Gene therapy can further be categorised into somatic and germline therapy. In somatic gene therapy, the therapeutic DNA is transferred into the somatic, or non-sex cells, of a patient. This means that any modifications to the patient’s genes will not be passed onto the patient’s offspring, and thus the effects of the gene therapy are restricted to the patient only. On the other hand, germline gene therapy involves the introduction of the healthy genes into the sperm or eggs of the patient. This results in the modifications created by the functional DNA being integrated into the patient’s genomes and being inherited by their offspring. Germline gene therapy thus has more potential to effectively eradicate hereditary disorders, but due to certain risk factors at this juncture in the development of gene therapy, most countries currently prohibit germline gene therapy in humans.

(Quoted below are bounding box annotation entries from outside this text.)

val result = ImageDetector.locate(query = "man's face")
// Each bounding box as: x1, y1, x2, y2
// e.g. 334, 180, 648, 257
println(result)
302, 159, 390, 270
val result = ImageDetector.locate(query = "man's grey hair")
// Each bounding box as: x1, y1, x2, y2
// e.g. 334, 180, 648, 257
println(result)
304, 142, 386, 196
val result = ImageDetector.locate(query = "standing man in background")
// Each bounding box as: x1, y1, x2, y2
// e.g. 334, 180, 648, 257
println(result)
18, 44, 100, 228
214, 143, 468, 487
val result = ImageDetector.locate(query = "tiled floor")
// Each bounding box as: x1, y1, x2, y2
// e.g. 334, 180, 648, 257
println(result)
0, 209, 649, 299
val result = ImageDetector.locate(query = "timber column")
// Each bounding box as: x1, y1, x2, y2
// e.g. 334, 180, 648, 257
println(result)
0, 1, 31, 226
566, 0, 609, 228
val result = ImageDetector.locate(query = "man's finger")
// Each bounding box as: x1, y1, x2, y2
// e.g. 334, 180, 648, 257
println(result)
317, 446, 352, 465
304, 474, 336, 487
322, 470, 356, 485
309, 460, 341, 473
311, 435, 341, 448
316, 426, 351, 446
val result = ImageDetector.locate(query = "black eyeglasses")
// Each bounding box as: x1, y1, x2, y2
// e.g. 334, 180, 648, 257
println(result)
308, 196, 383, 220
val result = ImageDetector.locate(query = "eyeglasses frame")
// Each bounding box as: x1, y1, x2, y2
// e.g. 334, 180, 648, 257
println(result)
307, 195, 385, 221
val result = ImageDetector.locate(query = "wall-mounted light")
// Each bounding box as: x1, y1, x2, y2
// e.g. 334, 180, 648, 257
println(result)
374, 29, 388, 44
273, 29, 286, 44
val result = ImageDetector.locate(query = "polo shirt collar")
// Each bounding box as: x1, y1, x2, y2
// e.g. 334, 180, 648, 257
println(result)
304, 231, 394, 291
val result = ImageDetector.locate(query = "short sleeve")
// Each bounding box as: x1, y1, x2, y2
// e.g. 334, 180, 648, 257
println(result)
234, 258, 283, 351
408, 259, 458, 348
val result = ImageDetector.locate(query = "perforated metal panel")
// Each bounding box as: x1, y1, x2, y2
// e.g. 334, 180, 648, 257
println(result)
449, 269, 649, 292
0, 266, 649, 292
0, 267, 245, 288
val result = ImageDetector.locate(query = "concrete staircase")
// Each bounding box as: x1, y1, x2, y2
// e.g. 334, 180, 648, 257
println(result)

The risk factors herein alluded to are part of a broader set of concerns about both the safety and long-term viability of gene therapy in humans. There are some general risks associated with the therapy that have yet to be resolved. One is the potential for a patient’s immune response to kick in when the foreign DNA is introduced and attack the invader. This has made it challenging for gene therapy to be repeated in patients. Another problem is with the use of viruses as vectors. Even when a virus is engineered, there is always the risk that the viral vector will recover its ability to cause disease once inside the patient. Viral vectors have also been associated with issues such as immune and inflammatory responses, toxicity to the patient’s tissues, and difficulties with gene control and targeting. These are just some of the many risks to a patient’s physical health that can occur with gene therapy.
However, despite these challenges, gene therapy has proven itself as a potential treatment model, having successfully cured patients with diseases such as chronic and acute lymphocytic leukemia, haemophilia, and Parkinson’s disease. Further, clinical trials have hinted at possible breakthroughs in the treatment of diabetes type I and retinitis pigmentosa, a leading cause of vision loss. These clinical successes paved the way for the approval of the first gene therapy for clinical use in either Europe or the United States in 2012. They also attracted the attention of investors, resulting in over $600 million in the United States alone being poured into gene therapy by private companies. With all of these resources and attention going into research, we will undoubtedly be seeing great advances in the field of gene therapy in the coming years.